戦局は一瞬にして変わった。仁は呆気に取られて刀を持て余した。人形達がピタリと、電池が切れたように動かなくなったのだ。
「お兄ちゃん! 大変。学園長さんたちが!」
奈々華の緊迫した声。仁は振り返ろうとして、人形達に視線を戻さざるを得なかった。それらが一斉につんざく様な声で笑い始めた。鉄が軋む音にも似ていて、奈々華は思わず耳を塞ぐ。状況の掴めない仁は再び油断なく刀を構えなおす。
「キキキキキキ」
「キキキキキキ」
「何が起きてるんだ?」
仁の呟くような声量は、軽く千を越す人形達の笑い声に完全に消される。人形が一際大きな金切り声を上げる。
「整った。整った。整った。整った!」
今度は同じ言葉を繰り返す。輪唱ではなく全てがほぼ同時に。
「お前の名前は丸太鬼。丸太鬼。丸太鬼。丸太鬼」
四度繰り返す前に、腰に下がったままの静が聞いたこともない大声を上げる。
「まずい! こいつ等<闇の胎動を促す者>だ。急いで本体を見つけろ!」
仁は状況が掴み切れていないが、村雲の本当の名を知っている得体の知れない敵を倒すことに異論などない。緊急性も手伝って、仁の頭はすぐに湧き上がる混乱も疑問も一旦隅に追いやり、必要な情報だけを欲した。
「どうやって見つけるんだ?」
「一番力の強いヤツだ。何とか探し出せ!」
丸太鬼、丸太鬼…… と呪文のように人形達は囃し立てる。仁はそれが物理的な力の強さではなく、魔力の偏在から知るものだとすぐに察する。ギリッと奥歯が鳴った。きっと坂城やミルフィリアが居れば簡単にいくのだろうが…… ふと仁は弾かれたように村雲を見やる。当の村雲は何も話さなければ、顔も見えない。戦闘中に無駄口を叩くような精霊でもないので、それで普通なのだが、今だけ仁は村雲に語りかける。
「おい、大丈夫か!」
名を知り、とある儀式を経て、過去の記憶を取り戻すという話。その儀式とやらがこの<闇の胎動を促す者>と関係しているのなら……
「……主?」
「マズイ。乖離が始まっている」
静の口調にも先程からいつもの余裕はない。それが切迫した事態を示していた。
「乖離って何だ!」
仁は闇雲に刀を振るう。次々と人形の破片が宙を舞うが、一向に囀りも進軍も止まない。本体というくらいなのだから、恐らく群れの一番奥、少なくとも最前線には居ないはずだ。ついっと足を踏み出しかけて、自身の後ろに居る存在を思い出す。取捨選択。そんな言葉が妙に重たく、仁の脳裏を闇のように侵食した。

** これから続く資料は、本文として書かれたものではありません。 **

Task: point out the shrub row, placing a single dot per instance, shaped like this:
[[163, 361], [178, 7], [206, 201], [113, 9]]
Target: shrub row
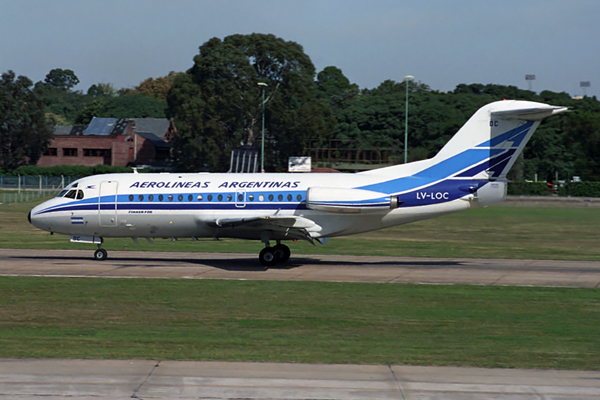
[[77, 171], [577, 189]]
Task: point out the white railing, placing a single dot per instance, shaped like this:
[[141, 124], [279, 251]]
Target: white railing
[[14, 189]]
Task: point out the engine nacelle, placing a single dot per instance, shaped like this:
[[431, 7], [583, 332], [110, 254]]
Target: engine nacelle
[[340, 200], [491, 192]]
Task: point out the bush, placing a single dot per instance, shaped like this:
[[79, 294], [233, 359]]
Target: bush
[[577, 189], [583, 189]]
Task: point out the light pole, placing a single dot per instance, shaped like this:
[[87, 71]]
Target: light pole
[[407, 79], [262, 143]]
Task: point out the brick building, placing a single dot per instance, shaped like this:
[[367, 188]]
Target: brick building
[[111, 141]]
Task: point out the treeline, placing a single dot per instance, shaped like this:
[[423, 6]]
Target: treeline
[[77, 171], [219, 103]]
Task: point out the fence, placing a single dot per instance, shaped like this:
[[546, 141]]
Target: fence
[[24, 188]]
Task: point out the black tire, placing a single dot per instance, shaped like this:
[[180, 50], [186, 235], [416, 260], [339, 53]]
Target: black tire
[[100, 255], [267, 257], [282, 253]]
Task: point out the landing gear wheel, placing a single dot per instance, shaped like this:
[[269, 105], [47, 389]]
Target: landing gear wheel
[[100, 255], [267, 257], [282, 253]]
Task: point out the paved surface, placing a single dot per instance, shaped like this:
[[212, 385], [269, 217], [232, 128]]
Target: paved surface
[[302, 267], [109, 379]]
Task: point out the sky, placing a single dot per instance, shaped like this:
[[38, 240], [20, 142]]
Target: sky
[[442, 43]]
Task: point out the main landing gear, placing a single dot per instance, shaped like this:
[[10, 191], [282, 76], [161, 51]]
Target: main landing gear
[[271, 256], [100, 254]]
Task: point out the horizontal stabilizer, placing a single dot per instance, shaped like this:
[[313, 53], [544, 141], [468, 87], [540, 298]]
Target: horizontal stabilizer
[[529, 114]]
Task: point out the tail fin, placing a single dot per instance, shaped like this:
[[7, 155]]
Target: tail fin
[[487, 146]]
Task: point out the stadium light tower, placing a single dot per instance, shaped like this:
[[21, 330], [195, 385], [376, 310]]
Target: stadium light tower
[[262, 143], [584, 85], [407, 79], [530, 78]]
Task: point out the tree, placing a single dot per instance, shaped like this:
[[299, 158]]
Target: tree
[[24, 129], [126, 106], [336, 88], [157, 88], [62, 79], [223, 84]]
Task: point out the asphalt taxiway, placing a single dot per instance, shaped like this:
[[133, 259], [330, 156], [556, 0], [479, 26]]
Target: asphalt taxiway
[[302, 267], [140, 379]]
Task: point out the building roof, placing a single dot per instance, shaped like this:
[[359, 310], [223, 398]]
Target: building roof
[[158, 126], [106, 127], [65, 130], [155, 140]]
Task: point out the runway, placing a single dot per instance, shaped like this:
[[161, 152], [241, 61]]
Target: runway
[[134, 264], [147, 379], [140, 379]]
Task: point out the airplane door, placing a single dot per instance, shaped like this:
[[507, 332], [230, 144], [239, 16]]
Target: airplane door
[[240, 198], [107, 203]]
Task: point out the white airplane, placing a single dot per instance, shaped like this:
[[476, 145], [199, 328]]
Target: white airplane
[[469, 171]]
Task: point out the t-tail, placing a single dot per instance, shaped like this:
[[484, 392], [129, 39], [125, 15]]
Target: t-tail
[[488, 145], [474, 163], [492, 139]]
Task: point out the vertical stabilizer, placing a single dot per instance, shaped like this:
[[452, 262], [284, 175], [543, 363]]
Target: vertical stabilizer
[[492, 139]]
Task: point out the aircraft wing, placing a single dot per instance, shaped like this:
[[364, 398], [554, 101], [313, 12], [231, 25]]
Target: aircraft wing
[[294, 227]]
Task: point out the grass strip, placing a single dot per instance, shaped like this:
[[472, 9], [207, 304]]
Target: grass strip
[[308, 322]]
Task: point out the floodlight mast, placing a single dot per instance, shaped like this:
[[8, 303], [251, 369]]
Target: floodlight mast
[[262, 142]]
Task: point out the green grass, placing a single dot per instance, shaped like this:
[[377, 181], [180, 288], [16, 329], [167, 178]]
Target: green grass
[[309, 322], [499, 231]]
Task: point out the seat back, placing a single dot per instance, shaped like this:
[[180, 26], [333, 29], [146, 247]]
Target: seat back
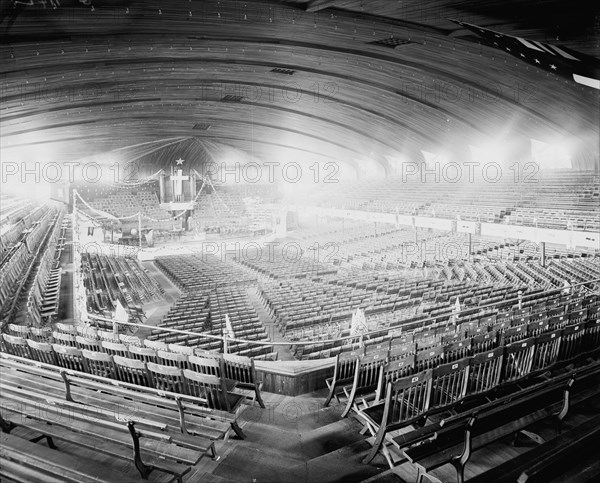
[[204, 365], [484, 342], [89, 344], [156, 345], [402, 350], [449, 382], [181, 349], [592, 335], [166, 378], [143, 353], [208, 354], [239, 368], [100, 363], [367, 372], [408, 399], [207, 387], [108, 335], [428, 358], [16, 345], [66, 328], [132, 371], [485, 370], [393, 371], [42, 351], [457, 350], [115, 348], [87, 331], [538, 327], [40, 334], [171, 359], [518, 359], [547, 346], [18, 330], [572, 341], [70, 357], [130, 340], [64, 339]]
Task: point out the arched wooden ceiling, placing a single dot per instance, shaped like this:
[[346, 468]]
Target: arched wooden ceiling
[[88, 77]]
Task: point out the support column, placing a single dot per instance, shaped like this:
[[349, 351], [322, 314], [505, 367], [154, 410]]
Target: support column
[[470, 247], [192, 186], [161, 185], [543, 254]]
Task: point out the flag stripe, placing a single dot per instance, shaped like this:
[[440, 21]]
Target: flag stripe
[[563, 53], [528, 44], [541, 46], [587, 81]]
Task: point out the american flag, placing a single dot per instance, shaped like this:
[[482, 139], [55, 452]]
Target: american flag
[[561, 61]]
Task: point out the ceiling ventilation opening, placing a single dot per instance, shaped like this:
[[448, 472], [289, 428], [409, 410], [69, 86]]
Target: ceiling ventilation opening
[[231, 98], [391, 42]]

浮き上がりかけた足は…… 踏み出されることなく、そのまま地についた。
「文字通りだ。精霊の心が魔術師から乖離する現象」
普通は起こり得ない。いつだって裏切るのは人間の方だから。人形達の高笑いが終わり、幾つかの人形が動かなくなる。ブツブツと何かを呟いている。次第にその声が大きくなり、全体に波及していく。間もなく全ての人形が黒い霧のようなものを体から滲ませる。
「丸太鬼。乳飲み子を食い殺せ。
丸太鬼。希望の若者を嬲り殺せ。
丸太鬼。守るべき者の前で守り手を壊し尽くせ。
丸太鬼。安らかなる死を待つ老躯を踏み潰せ。
生きたまま腕をむしれ。生きたまま足を砕け。生きたまま腸を引きずり出せ。其は同胞が受けた恥辱。其は同胞が受けた苦しみ。其は同胞が受けた憎しみ。返せ。返せ。返せ!」
おぞましい詠唱。
「いけない! 早く!」
静はあらん限りに声を上げる。しかし仁は半ば自失したような目で、手に持った仲間を見つめていた。
「主? 主? 人間? 人間。人間。人間」
村雲の刀身から先に見た人形達のものとは比べ物にならないくらいに、濃く深い闇が広がっていった。